Ozio e negozio
Si narra che il teatro sia nato in Grecia intorno al VI secolo a.C. come attività purificatoria all’interno di un momento dell’anno dedicato al sacro. Per tre giorni la polis, la cittadinanza, sospendeva ogni attività e si dedicava a “osservare” (theàomai in greco antico) quello che autori ed attori portavano in scena.
Attraverso drammi e commedie venivano raccontate e rappresentate storie simboliche, al centro delle quali si trovavano (quasi sempre) importanti scelte esistenziali e relative conseguenze. Alle coscienze dei cittadini venivano così mostrate le implicazioni che l’agire ha sul destino, attraverso l’approfondimento della concatenazione di causa ed effetto che regola la vita sulla Terra.
Erano giorni dedicati all’ozio, in cui ogni attività di negozio era sospesa. Ci si trovava perciò in uno spazio-tempo molto particolare, in cui non vi erano più differenze sociali, né di lignaggio né di censo: tutti erano lì per osservare, apprendere e poi mettere a frutto.

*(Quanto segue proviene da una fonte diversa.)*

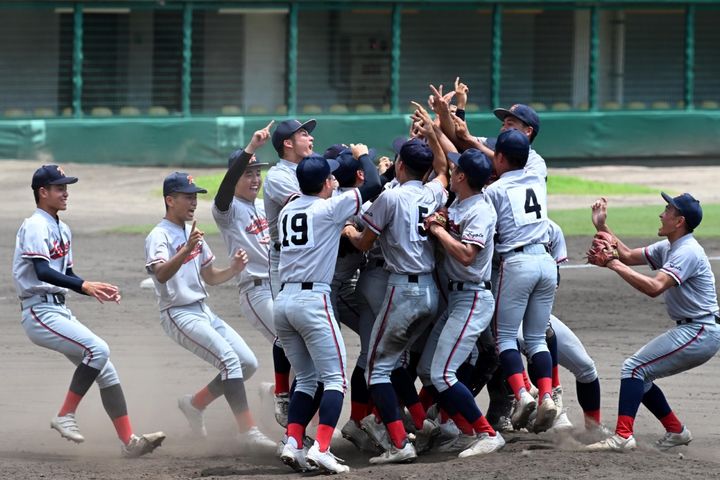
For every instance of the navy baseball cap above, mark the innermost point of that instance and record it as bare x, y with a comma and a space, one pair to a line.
688, 207
513, 143
473, 163
416, 154
50, 175
180, 182
254, 160
285, 130
523, 113
313, 170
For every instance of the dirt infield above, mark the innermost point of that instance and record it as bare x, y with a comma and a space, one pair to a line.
610, 318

La nostra cultura occidentale moderna è figlia del famoso motto di Catone il censore, “l’ozio è il padre dei vizi”, e la stessa struttura dell’insegnamento scolastico mostra oggi una netta deriva verso la “formazione al lavoro”, la costruzione di una generazione di operai specializzati in qualcosa di utile e remunerativo (anche i manager più considerati – e pagati – sono in fondo operai di un sistema commerciale).
È quindi logico che l’ozio – da sempre un momento dedicato allo studio astratto e all’approfondimento meditativo – non abbia facilmente spazio nella civiltà moderna.
L’ozio non consiste nel “non fare niente”, ma piuttosto nel “non fare niente di ciò che è finalizzato all’utile”. È permettere alla propria coscienza di sganciarsi da tutti i doveri pratici dell’esistenza per poter vagare in uno spazio aperto, libero nel senso di non ancora occupato. È l’astenersi per un momento dal “fare” per mettere al centro della propria scena di vita l’“essere”, entrare in uno stato di vuoto in cui ascoltare e osservare le suggestioni che ci giungono dal centro di noi stessi e dallo spazio vibrante intorno a noi.
Alessandro D’Avenia faceva notare, in un suo bell’articolo estivo, che lo stesso termine “vacanza” – in cui l’ozio dovrebbe regnare sovrano – ha perso in genere la sua qualità di “spazio-tempo vuoto” (vacanza deriva da vacuum, vuoto), tanto siamo ormai avvezzi a riempirlo con ogni genere di occupazioni.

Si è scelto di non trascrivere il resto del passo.